Anvil used to advance AI 3D object detection
Researchers from the University of Virginia used Purdue’s Anvil supercomputer to advance the field of 3D computer vision by leveraging artificial intelligence (AI) methods. Their work, which has led to the production of numerous publications and conference presentations, could help with major breakthroughs in robotics and autonomous driving.
Dr. Zezhou Cheng is an Assistant Professor of Computer Science at the University of Virginia, where he leads the Computer Vision Lab. He and his graduate students have taken on a slew of research projects involving an advanced computer vision technique called 3D object detection. Traditional 2D object detection systems can locate and detect objects on flat images by analyzing the object’s horizontal and vertical properties. A major limitation, however, is a lack of depth data, meaning these systems cannot tell how big an object is, how far away it may be, or how it is oriented in space. 3D object detection systems overcome this problem by analyzing point clouds, which are created with data obtained from sensors such as LiDAR and stereo cameras. This depth data is crucial for applications such as self-driving vehicles, robotics, and augmented reality systems, all of which need precise spatial awareness to function properly.
Cheng’s group has been quite prolific in the computer vision research space over the past two years—five publications in 2025, five so far in 2026, as well as a preprint currently awaiting approval. Their output is impressive, but conducting AI-driven research at such a pace requires access to cutting-edge high-performance computing (HPC) systems. For this, Cheng turned to the Anvil supercomputer.
Cheng applied for an allocation on Anvil through the National Artificial Intelligence Research Resource (NAIRR) Pilot program. Once approved, Cheng and his students had access to multiple NVIDIA H100 GPUs, allowing them to train and develop AI models at a rate unimaginable on traditional computing platforms.

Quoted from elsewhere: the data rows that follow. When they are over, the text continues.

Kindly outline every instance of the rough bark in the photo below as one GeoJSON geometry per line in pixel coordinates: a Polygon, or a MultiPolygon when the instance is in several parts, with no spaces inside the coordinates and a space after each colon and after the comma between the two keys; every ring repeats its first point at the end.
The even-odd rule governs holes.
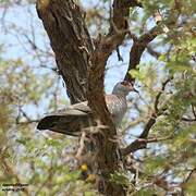
{"type": "Polygon", "coordinates": [[[38,0],[37,12],[42,20],[56,53],[71,103],[86,100],[87,69],[93,52],[83,11],[73,1],[38,0]]]}
{"type": "MultiPolygon", "coordinates": [[[[103,98],[103,78],[109,56],[123,42],[128,32],[126,17],[130,7],[142,4],[135,0],[114,0],[109,33],[97,38],[94,49],[85,14],[73,0],[37,0],[37,12],[48,33],[71,103],[87,99],[95,118],[107,125],[94,135],[94,140],[100,175],[98,188],[109,196],[125,195],[125,191],[122,185],[110,181],[110,175],[120,168],[120,157],[114,142],[117,131],[103,98]]],[[[140,50],[144,51],[145,47],[140,50]]]]}

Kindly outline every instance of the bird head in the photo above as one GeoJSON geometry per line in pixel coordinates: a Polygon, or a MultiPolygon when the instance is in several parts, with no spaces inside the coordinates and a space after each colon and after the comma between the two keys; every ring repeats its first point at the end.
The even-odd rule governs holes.
{"type": "Polygon", "coordinates": [[[127,81],[123,81],[123,82],[119,82],[114,86],[112,94],[127,96],[130,91],[137,91],[137,90],[134,88],[132,83],[127,81]]]}

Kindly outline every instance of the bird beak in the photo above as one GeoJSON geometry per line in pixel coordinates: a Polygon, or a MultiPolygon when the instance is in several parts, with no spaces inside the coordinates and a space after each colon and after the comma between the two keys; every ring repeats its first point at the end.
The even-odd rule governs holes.
{"type": "Polygon", "coordinates": [[[135,91],[135,93],[139,94],[139,91],[138,91],[138,90],[136,90],[135,88],[133,88],[133,91],[135,91]]]}

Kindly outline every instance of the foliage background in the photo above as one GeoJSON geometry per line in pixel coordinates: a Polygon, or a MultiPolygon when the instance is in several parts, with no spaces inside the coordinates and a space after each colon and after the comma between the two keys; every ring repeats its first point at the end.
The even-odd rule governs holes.
{"type": "MultiPolygon", "coordinates": [[[[142,2],[144,9],[130,10],[131,32],[139,37],[155,26],[152,13],[157,10],[163,19],[162,27],[167,26],[169,32],[150,42],[137,69],[130,71],[136,78],[139,96],[128,97],[130,110],[119,131],[121,145],[126,146],[137,138],[155,109],[160,113],[150,130],[147,148],[130,155],[131,167],[120,172],[120,180],[113,177],[118,182],[125,175],[134,195],[194,195],[194,2],[142,2]]],[[[37,17],[35,2],[1,0],[0,3],[1,184],[27,183],[26,195],[97,195],[93,184],[79,180],[81,170],[74,157],[77,139],[36,130],[44,113],[64,107],[69,100],[56,68],[54,54],[37,17]]],[[[95,37],[99,32],[107,32],[111,2],[85,0],[82,4],[87,13],[90,35],[95,37]]],[[[132,45],[127,37],[120,47],[123,62],[119,61],[115,51],[108,60],[107,91],[123,78],[132,45]]]]}

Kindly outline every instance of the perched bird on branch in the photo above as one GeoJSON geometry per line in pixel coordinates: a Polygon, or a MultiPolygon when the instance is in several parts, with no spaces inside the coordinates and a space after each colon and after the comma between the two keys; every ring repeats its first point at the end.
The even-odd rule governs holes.
{"type": "MultiPolygon", "coordinates": [[[[108,110],[115,126],[121,123],[126,112],[126,96],[130,91],[136,90],[131,83],[123,81],[114,86],[112,94],[105,96],[108,110]]],[[[96,124],[88,102],[84,101],[45,117],[38,123],[37,128],[78,136],[83,128],[88,128],[89,126],[96,126],[96,124]]]]}

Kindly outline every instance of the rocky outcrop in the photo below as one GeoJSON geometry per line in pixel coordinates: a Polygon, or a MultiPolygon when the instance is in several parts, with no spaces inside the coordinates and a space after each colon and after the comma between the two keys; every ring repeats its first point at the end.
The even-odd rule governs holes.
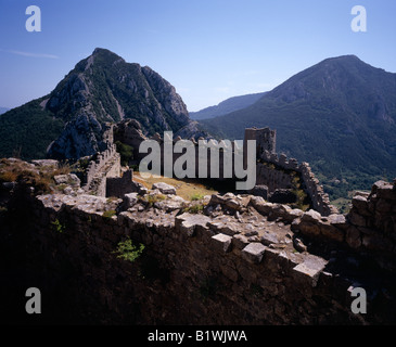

“Anvil is wonderful. One of the best, I would say,” says Cheng. “There are many H100 GPUs available. Students could schedule jobs on 12 to 14 H100s, which enabled us to train very large models. A single GPU is too limited. On other systems, we would have to wait up to three days for 8 A100s [NVIDIA’s older GPU chip], but on Anvil, we could launch 8 H100s within a few hours.”
One particularly
impactful project was LabelAny3D, an automatic 3D annotation pipeline that efficiently generates 3D bounding boxes for objects across arbitrary categories through a technique known as monocular 3D object detection. This technique relies not on point clouds and depth data collected from sensors, but from a single RGB image. Monocular methods are more efficient and accessible than approaches that require specialized sensors, and researchers believe they are key to deriving real-world impact from 3D object detection systems.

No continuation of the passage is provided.